Again, in the Gospel according to Mark, Jesus says to the
blind man, ‘Go thy way, thy faith has made thee whole’, and
the man gets up and is cured. In another rendition in
Matthew, Christ cures two blind men by touching their
eyes. In John, Jesus applies a compact of spittle and clay to
the blind man’s eyes and heals him. Repeatedly, the image
of Christ healing the sick, lame and blind was part of
Christ’s ministry on earth; restoration of sight by God’s son
on earth was depicted in religious paintings, illuminations,
art and gravestones, even from the early days of Christianity.
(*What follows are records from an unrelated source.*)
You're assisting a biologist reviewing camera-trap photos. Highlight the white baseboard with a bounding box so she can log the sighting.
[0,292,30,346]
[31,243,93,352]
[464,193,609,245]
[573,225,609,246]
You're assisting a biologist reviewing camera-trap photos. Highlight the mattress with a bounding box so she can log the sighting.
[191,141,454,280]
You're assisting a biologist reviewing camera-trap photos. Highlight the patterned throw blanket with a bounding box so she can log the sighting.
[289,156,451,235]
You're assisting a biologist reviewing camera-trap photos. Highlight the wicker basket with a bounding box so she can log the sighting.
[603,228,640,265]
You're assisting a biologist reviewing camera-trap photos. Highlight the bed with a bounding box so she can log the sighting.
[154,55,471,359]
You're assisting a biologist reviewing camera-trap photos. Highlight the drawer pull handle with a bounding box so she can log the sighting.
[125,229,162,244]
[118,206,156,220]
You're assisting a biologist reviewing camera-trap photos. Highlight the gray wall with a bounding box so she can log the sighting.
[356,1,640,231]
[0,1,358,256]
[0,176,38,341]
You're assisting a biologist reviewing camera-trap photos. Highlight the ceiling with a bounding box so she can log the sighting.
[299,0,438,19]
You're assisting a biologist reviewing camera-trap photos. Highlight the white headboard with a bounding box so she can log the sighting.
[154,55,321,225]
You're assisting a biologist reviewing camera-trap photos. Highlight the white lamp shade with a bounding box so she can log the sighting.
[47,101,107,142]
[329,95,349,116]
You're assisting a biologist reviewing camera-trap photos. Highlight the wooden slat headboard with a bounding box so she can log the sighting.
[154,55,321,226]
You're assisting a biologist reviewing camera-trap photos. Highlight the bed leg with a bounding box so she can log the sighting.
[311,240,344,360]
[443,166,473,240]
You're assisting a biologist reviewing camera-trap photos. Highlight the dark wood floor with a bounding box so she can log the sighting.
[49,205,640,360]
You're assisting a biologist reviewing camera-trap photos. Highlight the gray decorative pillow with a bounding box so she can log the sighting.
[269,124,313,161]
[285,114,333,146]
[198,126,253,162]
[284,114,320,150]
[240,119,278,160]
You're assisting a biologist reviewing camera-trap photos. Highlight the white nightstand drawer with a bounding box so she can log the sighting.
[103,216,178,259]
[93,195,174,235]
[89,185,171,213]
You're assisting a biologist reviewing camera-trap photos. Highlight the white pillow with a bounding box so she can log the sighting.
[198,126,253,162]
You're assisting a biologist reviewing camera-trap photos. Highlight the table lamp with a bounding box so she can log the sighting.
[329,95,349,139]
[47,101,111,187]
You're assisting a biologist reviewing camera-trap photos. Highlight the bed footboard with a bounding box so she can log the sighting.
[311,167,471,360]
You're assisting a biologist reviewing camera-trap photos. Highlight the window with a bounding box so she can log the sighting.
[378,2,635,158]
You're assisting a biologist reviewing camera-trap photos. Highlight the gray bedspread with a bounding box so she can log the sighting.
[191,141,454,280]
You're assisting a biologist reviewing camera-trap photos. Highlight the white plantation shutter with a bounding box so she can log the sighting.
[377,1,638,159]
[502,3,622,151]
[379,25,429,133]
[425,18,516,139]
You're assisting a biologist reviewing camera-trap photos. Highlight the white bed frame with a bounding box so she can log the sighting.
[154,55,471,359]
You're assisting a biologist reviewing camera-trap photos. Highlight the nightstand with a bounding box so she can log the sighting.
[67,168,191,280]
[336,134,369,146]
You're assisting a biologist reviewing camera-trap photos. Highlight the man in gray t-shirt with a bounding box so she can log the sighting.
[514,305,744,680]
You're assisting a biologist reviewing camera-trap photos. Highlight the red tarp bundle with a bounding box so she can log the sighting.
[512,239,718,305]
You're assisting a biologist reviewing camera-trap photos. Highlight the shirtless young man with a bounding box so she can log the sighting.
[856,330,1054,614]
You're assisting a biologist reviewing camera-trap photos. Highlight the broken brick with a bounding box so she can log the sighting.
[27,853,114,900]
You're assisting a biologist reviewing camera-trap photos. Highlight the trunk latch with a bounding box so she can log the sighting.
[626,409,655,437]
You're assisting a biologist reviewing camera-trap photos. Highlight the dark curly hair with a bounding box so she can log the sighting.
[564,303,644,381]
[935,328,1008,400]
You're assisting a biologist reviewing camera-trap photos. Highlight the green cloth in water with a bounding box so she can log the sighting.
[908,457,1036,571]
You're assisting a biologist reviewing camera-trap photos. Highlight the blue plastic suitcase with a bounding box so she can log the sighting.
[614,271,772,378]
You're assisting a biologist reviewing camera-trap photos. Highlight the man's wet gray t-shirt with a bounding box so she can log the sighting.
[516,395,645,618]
At the fourth-century Catacombs of Domitilla in Rome,
archaeologists found a sarcophagus with a simple image
on the front. A man kneels before Christ, and Christ places
his hand on his eyes. Such images frequently appeared in
the front portals of churches, as metaphorically, porticos
were where the congregation stepped from the darkness
into light.
So as Christianity grew, blindness became an essential
linchpin through which the Church could gain a new
currency and exert its power. For like Jesus himself, the
Church and its operatives aimed to be man’s metaphorical
spiritual guide, leading the blind man to the light of God
and his son’s forgiveness. Simply becoming a Christian,
via baptism, reflected the true shift from darkness to light.
An early convert to Christianity, Tertullian, explains that
baptismal water washes away ‘the faults of the former
blindness’ and makes us free for the eternal life.
Indeed, after baptism, the curing of blindness became a key
indicator of a person’s spiritual health and how Jesus Christ’s
influence could cure and heal. ‘I am the light of the World’,
Jesus says in St John. ‘Whosoever follows me will not walk in
darkness but will have the light of life.’ 2 We are repeatedly told
Jesus cured the physically impaired (and specifically the blind)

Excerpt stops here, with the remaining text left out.